Remember when we thought net neutrality would be something we could simply achieve? Well look out, because it might be ending up back in the news cycle again.

Specifically the unbroached, fourth estate of net neutrality: zero-rating. When the FCC was taking the reins on regulating ISPs and establishing net neutrality, they intentionally opted to not go into “zero-rating,” or when an ISP allows some services to not count towards a data cap. But it may not be possible for them to stay on the sidelines for much longer.

Truth is, they wouldn’t be alone in trying to figure out a place for zero-rating in the regulations. India has made some moves to block differential charges for internet content, and the EU’s final guidelines reins in zero-rating by ISPs.

It’s a move Mike Conradi of Technology’s Legal Edge wished was a left a bit more vague, like the current U.S. protocol:

In all these cases then the result of banning zero-rating has been to impede the ability of a new entrant content company (whether for video, audio or cloud storage) to compete with established incumbents. Surely this is precisely the opposite of the effect that we would wish?

…I see no reason to have any specific rules or guidelines on zero-rating at all. EU regulators could simply apply the normal competition law principles – if (and only if) the practice amounts in practice to an abuse of a dominant position is would be outlawed (and the offender fined). Importantly there should, in my view, be no reason even to examine a zero-rating practice in the first place unless a complaint is made, and then the test the regulator should be applying is the normal competition law test, not something new around “undermining the essence of the end-users rights”.

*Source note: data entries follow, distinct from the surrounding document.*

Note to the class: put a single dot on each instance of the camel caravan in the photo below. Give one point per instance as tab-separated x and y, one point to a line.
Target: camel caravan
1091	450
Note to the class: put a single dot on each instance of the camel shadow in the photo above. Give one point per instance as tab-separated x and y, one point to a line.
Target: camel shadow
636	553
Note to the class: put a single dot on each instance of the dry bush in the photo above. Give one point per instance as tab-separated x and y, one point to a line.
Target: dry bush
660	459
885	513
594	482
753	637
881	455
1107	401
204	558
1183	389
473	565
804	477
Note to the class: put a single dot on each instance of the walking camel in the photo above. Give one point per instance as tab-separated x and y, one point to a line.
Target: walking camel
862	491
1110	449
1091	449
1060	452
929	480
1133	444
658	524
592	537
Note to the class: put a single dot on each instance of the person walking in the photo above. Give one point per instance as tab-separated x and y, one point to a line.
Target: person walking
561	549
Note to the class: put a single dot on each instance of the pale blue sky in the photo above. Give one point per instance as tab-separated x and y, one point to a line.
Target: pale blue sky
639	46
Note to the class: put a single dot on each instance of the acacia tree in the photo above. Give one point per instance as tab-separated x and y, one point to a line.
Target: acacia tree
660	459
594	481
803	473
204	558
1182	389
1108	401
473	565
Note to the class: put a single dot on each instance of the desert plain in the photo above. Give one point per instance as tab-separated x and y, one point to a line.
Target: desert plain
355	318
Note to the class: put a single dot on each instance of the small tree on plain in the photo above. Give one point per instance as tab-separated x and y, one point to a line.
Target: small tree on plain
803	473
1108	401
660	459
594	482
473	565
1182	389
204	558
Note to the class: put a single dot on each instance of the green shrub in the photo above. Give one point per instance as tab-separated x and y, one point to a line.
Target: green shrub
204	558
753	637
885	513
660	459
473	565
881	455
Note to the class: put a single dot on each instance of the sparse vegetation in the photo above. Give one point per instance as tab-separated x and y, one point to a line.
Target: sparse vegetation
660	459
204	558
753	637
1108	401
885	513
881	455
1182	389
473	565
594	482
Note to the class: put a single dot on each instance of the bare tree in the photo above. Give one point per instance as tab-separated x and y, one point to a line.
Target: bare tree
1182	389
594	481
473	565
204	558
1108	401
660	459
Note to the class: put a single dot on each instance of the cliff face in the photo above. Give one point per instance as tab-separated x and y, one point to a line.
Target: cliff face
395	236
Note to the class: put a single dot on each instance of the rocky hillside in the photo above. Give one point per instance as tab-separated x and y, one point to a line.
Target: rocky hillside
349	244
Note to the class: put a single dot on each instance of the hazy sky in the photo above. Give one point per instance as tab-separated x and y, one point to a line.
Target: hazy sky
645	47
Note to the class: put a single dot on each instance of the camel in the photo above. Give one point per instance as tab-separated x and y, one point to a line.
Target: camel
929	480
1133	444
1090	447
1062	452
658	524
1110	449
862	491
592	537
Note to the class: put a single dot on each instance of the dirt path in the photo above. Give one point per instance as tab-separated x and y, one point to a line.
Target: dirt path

Of course with this merger, the piper might be coming for the undefined U.S. laws as well—after all, Time Warner and AT&T’s merger is pushing the envelope in a lot of ways. In this case, it’s the specific plan they have for zero-rating users DirecTV services, as The Wall Street Journal reports:

Photo Credit: PatrickCain cc
Photo Credit: PatrickCain cc

When AT&T rolls out its $35-a-month DirecTV Now online TV service this month, its wireless subscribers will be able to stream as much as they want without it counting toward their monthly data caps. But if the same customers binge on outside services like Netflix or Hulu, those bits will add up—potentially leading to surcharges.

…Current and former regulatory officials in Washington believe that zero-rating could become the central internet policy issue in the AT&T-Time Warner deal review—just as “net neutrality” played a starring role during Comcast Corp.’s 2011 acquisition of NBCUniversal and its failed 2015 bid to buy Time Warner Cable Inc.

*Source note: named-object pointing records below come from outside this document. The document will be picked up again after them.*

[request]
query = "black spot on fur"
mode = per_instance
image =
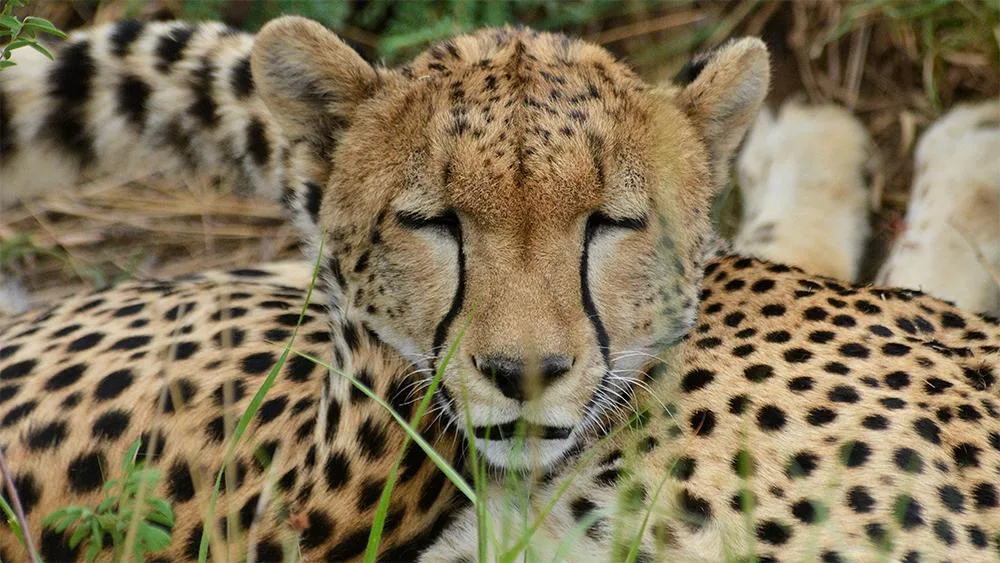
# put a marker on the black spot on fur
(71, 79)
(46, 436)
(8, 134)
(110, 425)
(132, 96)
(65, 377)
(180, 487)
(371, 439)
(314, 197)
(258, 147)
(337, 471)
(241, 79)
(28, 490)
(17, 370)
(204, 108)
(86, 472)
(170, 47)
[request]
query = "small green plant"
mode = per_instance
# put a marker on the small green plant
(18, 33)
(111, 518)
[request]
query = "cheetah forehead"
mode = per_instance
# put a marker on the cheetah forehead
(514, 115)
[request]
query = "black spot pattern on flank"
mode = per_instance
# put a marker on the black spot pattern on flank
(46, 436)
(132, 97)
(770, 418)
(241, 79)
(86, 472)
(300, 368)
(170, 47)
(320, 529)
(182, 390)
(123, 34)
(131, 342)
(110, 426)
(85, 342)
(256, 364)
(65, 377)
(272, 408)
(314, 197)
(696, 379)
(28, 490)
(71, 83)
(204, 108)
(928, 430)
(17, 370)
(16, 414)
(8, 392)
(258, 147)
(855, 453)
(8, 133)
(802, 464)
(180, 487)
(860, 500)
(985, 496)
(348, 548)
(371, 439)
(702, 422)
(773, 532)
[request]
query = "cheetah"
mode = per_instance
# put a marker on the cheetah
(526, 196)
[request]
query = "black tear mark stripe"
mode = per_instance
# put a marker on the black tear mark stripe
(7, 131)
(70, 87)
(594, 222)
(450, 223)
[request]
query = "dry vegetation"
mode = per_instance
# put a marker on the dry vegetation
(898, 64)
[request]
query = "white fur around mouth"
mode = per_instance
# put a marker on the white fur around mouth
(524, 453)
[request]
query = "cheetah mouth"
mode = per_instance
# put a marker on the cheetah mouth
(520, 428)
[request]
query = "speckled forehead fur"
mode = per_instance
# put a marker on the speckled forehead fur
(513, 127)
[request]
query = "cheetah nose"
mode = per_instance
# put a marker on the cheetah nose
(508, 374)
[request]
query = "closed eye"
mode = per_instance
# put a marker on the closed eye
(447, 221)
(599, 220)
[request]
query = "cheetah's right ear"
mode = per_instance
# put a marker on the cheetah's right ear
(723, 94)
(310, 80)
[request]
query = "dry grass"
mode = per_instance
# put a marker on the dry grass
(897, 64)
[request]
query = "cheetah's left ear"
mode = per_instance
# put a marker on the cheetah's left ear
(310, 80)
(724, 91)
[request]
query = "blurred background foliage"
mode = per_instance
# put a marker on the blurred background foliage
(897, 64)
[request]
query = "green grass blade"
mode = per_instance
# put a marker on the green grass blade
(371, 551)
(441, 463)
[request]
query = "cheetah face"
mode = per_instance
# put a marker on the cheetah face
(521, 199)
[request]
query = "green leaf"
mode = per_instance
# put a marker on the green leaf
(153, 537)
(77, 537)
(41, 49)
(129, 461)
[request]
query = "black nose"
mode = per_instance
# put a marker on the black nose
(508, 373)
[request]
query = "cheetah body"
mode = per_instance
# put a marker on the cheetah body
(516, 156)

This is not the first thing that’s forced the agency to reexamine its stance (or develop one) on zero-rating. T-Mobile has been pushing the envelope on this subject all year, Verizon zero-rates go90 mobile video app and NFL games, and AT&T themselves have been doing the practice since 2014. Supporters of the practice see it as doing a service to consumers, allowing streaming services and TV networks to break into the market, while still promoting competition. After all, AT&T is offering the same payment terms to any company that wants to zero-rate with them.

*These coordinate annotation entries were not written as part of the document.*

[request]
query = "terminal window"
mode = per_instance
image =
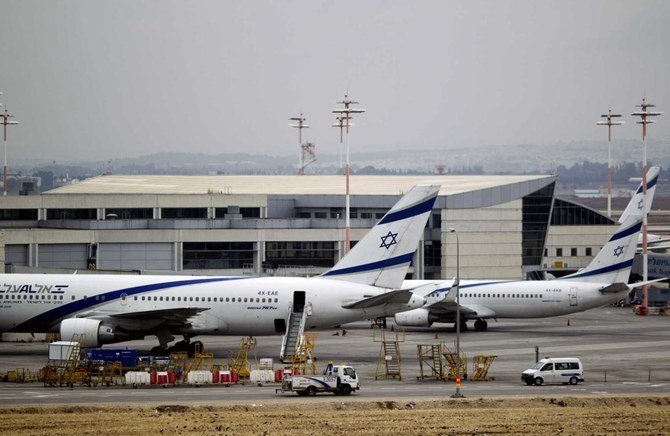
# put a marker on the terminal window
(218, 255)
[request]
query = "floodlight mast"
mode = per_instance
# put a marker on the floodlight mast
(644, 115)
(340, 123)
(609, 123)
(5, 121)
(346, 114)
(300, 125)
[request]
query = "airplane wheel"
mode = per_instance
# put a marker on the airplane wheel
(157, 351)
(480, 325)
(194, 347)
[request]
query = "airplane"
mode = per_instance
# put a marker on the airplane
(603, 281)
(105, 309)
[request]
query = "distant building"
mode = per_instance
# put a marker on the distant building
(267, 224)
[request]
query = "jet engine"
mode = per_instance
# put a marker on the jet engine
(91, 332)
(415, 318)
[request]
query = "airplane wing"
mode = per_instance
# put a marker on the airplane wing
(448, 307)
(176, 316)
(393, 297)
(620, 287)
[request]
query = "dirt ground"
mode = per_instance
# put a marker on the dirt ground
(606, 416)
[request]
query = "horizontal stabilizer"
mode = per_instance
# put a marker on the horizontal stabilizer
(393, 297)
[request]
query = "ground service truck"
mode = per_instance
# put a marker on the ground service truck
(340, 380)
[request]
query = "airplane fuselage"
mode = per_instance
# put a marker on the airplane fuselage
(524, 299)
(231, 305)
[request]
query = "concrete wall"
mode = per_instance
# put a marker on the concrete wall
(490, 242)
(579, 237)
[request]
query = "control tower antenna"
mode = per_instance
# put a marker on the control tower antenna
(346, 114)
(5, 121)
(300, 124)
(644, 115)
(609, 123)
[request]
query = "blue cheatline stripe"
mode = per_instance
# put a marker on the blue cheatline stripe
(627, 232)
(650, 184)
(616, 267)
(47, 319)
(437, 292)
(392, 261)
(410, 212)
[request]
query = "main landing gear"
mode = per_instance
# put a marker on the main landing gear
(481, 325)
(185, 346)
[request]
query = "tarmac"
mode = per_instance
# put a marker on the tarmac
(622, 354)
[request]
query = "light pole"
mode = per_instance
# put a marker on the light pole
(300, 125)
(643, 113)
(5, 122)
(609, 123)
(458, 394)
(346, 113)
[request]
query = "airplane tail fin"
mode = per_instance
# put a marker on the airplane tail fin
(383, 256)
(615, 260)
(635, 205)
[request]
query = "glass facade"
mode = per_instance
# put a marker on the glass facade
(218, 255)
(71, 214)
(313, 253)
(184, 212)
(129, 213)
(567, 213)
(536, 215)
(18, 214)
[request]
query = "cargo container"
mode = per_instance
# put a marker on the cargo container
(61, 351)
(127, 357)
(199, 378)
(137, 378)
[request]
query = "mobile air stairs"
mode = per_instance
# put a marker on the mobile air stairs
(295, 328)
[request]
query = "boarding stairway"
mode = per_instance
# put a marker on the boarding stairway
(294, 332)
(389, 364)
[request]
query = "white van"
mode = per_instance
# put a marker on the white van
(556, 370)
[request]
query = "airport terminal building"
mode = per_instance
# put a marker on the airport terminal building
(290, 225)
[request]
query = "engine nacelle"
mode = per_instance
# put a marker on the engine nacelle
(415, 318)
(91, 332)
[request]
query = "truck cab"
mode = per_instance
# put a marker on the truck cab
(339, 380)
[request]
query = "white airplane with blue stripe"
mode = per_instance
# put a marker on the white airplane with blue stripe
(103, 309)
(603, 281)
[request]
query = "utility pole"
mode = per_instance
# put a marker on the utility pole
(644, 115)
(5, 116)
(346, 114)
(609, 123)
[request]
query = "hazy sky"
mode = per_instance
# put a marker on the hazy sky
(108, 79)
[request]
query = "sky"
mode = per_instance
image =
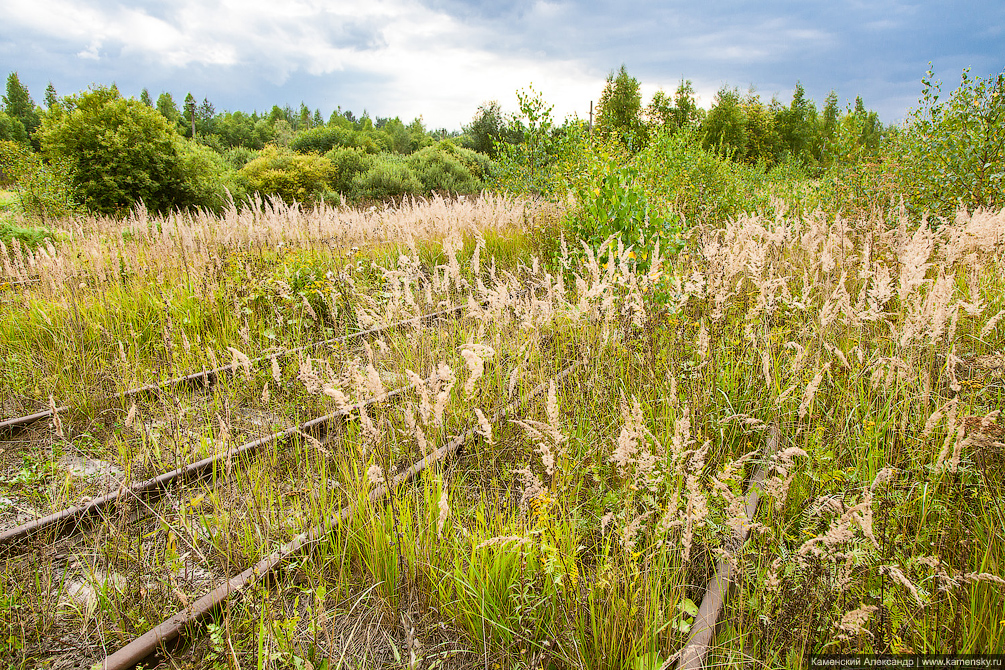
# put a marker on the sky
(442, 58)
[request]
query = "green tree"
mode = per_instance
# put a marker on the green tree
(169, 109)
(725, 129)
(11, 130)
(871, 129)
(760, 131)
(952, 152)
(829, 116)
(51, 98)
(120, 152)
(619, 112)
(43, 189)
(18, 104)
(292, 177)
(489, 127)
(796, 126)
(190, 109)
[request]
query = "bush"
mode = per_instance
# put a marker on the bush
(208, 178)
(41, 190)
(292, 177)
(681, 178)
(238, 157)
(119, 152)
(952, 153)
(11, 130)
(322, 140)
(348, 164)
(438, 170)
(388, 178)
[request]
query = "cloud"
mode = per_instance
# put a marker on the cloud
(441, 58)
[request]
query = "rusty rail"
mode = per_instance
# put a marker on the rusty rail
(172, 629)
(67, 520)
(207, 377)
(694, 653)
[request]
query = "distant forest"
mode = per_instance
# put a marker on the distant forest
(114, 152)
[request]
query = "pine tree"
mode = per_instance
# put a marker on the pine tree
(18, 103)
(620, 109)
(51, 98)
(190, 106)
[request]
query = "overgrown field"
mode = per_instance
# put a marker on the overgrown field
(580, 531)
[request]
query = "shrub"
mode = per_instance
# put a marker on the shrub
(11, 130)
(477, 164)
(952, 153)
(684, 179)
(208, 178)
(347, 163)
(323, 139)
(238, 157)
(42, 190)
(119, 152)
(438, 170)
(292, 177)
(388, 178)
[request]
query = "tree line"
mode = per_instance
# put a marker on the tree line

Except, there’s a difference when those payments are just going in-house, according to critics. That’s a major disadvantage to DirecTV’s streaming rivals. And like The Wall Street Journal said, it could become the big issue in the AT&T-Time Warner merger.

Which leaves the FCC stuck figuring out how to address the issue. As with net neutrality, they’ve got lively support on both sides of the issue. Right now it’s a bit too early to tell whether the problem will be raised as a merger issue or as an industry-wide guideline for zero-rating. Like everything with net neutrality, the answer is blowing in the wind.